Potato chips and French fries (and generally any potato products) contribute to the biggest weight gain over time, according to a new Harvard study, which researchers say is the first to look at long-term weight gain pegged to specific foods. It seems the fastest way to undo all of your hard-earned Arc and weight training results is to eat over-processed potato products.
The study, conducted over 20 years and published in The New England Journal of Medicine found that among more than 100,000 men and women whose weight was evaluated at four-year intervals, the average weight gain over each period was 3.35 pounds. This corresponded with an average weight gain of almost 17 pounds over 20 years!
The researchers also tracked how much weight specific foods led people to gain over each four-year period. Potato chips were the worst culprit, associated with a weight gain of 1.69 pounds, followed by potatoes in general at 1.28 pounds. (French fries were worse than boiled or mashed potatoes.) This, explained Dr. Dariush Mozzafarian, a professor of epidemiology at the Harvard School of Public Health and the study's lead author, could be because starches and refined carbohydrates produce bursts in blood glucose and insulin which increase hunger and thus increase the total amount of food people eat at their next meal.

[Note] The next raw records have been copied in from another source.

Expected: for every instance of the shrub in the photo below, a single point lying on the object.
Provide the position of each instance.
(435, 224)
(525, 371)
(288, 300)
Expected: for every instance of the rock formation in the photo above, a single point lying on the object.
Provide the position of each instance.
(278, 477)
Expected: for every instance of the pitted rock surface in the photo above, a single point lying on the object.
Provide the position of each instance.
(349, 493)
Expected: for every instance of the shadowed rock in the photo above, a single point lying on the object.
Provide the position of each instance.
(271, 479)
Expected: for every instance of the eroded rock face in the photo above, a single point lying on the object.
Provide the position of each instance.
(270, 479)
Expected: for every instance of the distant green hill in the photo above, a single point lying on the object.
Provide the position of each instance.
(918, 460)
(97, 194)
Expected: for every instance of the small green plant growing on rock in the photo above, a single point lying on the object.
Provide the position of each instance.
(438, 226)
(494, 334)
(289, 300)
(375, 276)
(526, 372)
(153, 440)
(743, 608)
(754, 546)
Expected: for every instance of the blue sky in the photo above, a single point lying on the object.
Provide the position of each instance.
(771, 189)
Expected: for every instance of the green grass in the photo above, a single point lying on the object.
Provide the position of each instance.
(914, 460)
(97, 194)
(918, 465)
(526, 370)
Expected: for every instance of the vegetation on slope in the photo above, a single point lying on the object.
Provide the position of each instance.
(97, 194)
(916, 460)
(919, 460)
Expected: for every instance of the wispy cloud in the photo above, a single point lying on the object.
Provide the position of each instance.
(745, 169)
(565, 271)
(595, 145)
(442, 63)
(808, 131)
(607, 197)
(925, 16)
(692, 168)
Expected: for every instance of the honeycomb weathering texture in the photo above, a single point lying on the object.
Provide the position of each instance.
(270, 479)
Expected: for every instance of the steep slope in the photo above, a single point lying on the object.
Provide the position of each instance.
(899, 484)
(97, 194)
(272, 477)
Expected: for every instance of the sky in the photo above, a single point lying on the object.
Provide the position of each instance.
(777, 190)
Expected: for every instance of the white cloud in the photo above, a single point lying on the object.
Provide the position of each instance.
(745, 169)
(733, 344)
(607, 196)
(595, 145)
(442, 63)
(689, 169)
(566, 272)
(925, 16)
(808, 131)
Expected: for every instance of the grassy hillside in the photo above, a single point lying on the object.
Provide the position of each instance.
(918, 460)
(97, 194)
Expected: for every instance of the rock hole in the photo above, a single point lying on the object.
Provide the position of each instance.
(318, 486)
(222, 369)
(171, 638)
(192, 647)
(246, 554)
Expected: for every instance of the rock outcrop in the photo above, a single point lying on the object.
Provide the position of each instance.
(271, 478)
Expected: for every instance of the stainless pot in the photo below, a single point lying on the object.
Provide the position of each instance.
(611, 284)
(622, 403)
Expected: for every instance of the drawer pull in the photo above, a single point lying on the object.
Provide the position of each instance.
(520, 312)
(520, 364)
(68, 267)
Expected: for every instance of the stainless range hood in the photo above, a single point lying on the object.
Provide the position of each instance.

Essentially, greasy potato products provide empty calories and little satiety.
There were plenty of non-potato culprits, as well. Sugary beverages accounted for a 1-pound weight gain, while alcohol was linked with an average gain of 0.41 pounds over four years. Unprocessed meats accounted for a 0.95-pound increase in weight, while processed meats were right behind at 0.93 pounds.
"Our findings indicate that small dietary and other lifestyle changes can together make a big difference, for bad or good," Mozzafarian wrote in an email, adding, "For diet ... eat fewer starches and refined foods like potatoes, white bread, low-fiber breakfast cereals, processed meats, sweets and soda." Instead, the study suggests, opt for healthier options if you want to lose weight.
People who added a daily serving of vegetables lost an average of 0.22 pounds over four years, the researchers found. Those who added whole grains lost 0.37 pounds, and others who ate fruits shed almost half a pound. Nuts and yogurt also resulted in weight loss -- all under one pound, but those numbers can add up over time.
This latest credible scientific study reinforces commonsense wisdom that we are what we eat, and an impeccable exercise program alone will not keep our bodies fit and healthy. If you are disciplined enough to engage in a rigorous Arc workout and regular weight training, don’t undo it with a pile of factory-rendered potatoes!